OT The Core of the Core

2002-10-6 05:08:00

Wednesday, 2 October, 2002, 12:17 GMT 13:17 UK Quakes reveal 'core within a core'

Scientists probing the secrets of the Earth's inner core say there is evidence of another, smaller, core hidden within it.

If they are correct, it could reveal more about how the Earth itself formed.

The inner core was first discovered in the 1930s, and scientists have been looking ever since for ways to measure it.

It is solid, about 2,440 km across, and composed mainly of iron and nickel.

A new way of measuring the composition of the core was found when the shock-waves from earthquakes on one side of the world were measured by sensors on the opposite surface.

Professor Guy Masters, Scripps Institute To get there, they would have had to pass through the centre, and it proved possible to measure subtle changes to the speed of the waves depending on what kind of rocks and minerals they encountered on their route.

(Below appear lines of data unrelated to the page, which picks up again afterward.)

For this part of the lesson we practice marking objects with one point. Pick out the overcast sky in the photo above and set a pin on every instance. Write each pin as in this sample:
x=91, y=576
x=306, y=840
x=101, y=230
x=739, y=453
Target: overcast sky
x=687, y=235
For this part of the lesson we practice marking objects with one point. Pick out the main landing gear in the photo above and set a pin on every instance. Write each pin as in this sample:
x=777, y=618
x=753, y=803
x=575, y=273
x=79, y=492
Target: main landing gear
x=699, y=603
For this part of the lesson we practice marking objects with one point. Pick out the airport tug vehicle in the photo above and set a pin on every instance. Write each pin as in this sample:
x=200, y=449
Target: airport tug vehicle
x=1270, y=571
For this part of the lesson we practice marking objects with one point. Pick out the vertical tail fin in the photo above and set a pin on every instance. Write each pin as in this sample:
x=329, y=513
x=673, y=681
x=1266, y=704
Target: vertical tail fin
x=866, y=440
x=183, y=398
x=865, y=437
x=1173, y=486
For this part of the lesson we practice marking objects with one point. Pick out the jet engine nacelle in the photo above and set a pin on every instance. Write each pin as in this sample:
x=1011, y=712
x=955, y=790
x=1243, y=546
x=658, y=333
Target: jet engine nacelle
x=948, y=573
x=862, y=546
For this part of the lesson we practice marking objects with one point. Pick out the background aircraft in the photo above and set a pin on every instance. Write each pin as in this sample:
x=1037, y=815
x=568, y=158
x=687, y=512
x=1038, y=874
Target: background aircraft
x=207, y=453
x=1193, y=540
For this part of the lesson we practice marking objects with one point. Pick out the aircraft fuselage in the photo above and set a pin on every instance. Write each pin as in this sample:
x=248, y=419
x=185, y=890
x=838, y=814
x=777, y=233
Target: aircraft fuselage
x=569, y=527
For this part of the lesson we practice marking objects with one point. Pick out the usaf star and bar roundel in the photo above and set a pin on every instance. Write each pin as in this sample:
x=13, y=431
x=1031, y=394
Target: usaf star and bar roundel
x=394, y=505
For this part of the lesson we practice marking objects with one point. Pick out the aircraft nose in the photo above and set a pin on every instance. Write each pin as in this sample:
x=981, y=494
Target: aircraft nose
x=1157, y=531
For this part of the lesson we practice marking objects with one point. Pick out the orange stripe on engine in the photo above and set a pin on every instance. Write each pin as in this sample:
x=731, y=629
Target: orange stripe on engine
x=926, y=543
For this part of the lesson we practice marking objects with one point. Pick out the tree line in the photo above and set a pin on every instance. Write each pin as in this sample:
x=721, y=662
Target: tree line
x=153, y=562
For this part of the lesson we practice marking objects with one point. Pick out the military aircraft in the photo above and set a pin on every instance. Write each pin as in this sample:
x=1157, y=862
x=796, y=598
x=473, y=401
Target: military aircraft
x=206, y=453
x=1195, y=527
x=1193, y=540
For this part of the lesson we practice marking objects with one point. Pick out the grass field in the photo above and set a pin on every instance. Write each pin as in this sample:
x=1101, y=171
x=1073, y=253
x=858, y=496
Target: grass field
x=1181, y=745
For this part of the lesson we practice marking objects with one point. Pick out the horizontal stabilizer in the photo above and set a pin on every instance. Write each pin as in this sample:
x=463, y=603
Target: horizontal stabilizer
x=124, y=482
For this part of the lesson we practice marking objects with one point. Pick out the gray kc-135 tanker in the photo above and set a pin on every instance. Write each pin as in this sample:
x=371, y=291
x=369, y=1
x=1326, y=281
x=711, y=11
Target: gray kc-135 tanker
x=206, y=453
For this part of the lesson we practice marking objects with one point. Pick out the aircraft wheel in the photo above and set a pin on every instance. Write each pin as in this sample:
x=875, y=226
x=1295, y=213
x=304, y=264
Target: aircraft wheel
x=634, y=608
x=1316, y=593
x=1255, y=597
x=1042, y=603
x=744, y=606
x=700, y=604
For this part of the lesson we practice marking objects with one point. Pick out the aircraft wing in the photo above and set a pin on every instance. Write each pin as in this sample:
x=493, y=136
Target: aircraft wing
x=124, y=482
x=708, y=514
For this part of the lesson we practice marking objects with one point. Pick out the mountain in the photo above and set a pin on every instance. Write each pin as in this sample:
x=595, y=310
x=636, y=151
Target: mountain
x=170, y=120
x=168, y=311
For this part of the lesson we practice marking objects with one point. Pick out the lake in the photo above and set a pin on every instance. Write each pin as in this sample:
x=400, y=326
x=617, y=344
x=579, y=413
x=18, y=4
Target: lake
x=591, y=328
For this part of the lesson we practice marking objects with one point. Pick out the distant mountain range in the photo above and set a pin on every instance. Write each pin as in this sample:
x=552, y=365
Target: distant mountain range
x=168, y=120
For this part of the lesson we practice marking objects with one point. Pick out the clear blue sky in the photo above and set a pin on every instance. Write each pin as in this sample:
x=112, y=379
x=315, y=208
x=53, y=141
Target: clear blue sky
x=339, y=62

Bizarrely, a wave traveling from north to south moved faster than one going east to west.

It is believed that this effect happens because the core has been formed in a crystalline manner - with its components lining up in the same direction, changing the speed at which the waves pass through depending on their initial direction.

This phenomenon is called anisotropy.

Tough centre

The latest research, published in the Proceedings of the National Academy of Sciences (PNAS), found that a wave precisely targeted through the inner core behaved differently depending on which part of the core it traveled through.

There appeared to be a separate "inner inner" core - perhaps 600 km in diameter.

Not only was the anisotropy effect much stronger - suggesting an even more crystalline composition - but the angle of most resistance, a guide to the alignment of these crystals, was different to that of the rest of the inner core.

Researchers from Harvard University, US, used data from more than 300,000 seismic events between 1964 and 1994.

They believe that this difference may be the result of changes in the environment of the core during its formation.

As such, further studies may be able to shed some extra light on how, and at which point, the core was formed.

The researchers said that, with more seismometers in place around the world, it might be possible to complete a more detailed survey of the core.

Attention grabber

Professor Guy Masters, from the Scripps Institute of Oceanography in San Diego, US, told BBC News Online that, if the findings were correct, the "core within a core" could be left over from an early stage of the planet's formation.

He said: "This would change the way we think about the formation of the inner core.

"If it's right, we have to explain it somehow.

"Trying to understand how the Earth evolved is one of the fundamental problems we have in science.

"The core is just so strange that it seems to catch people's attention."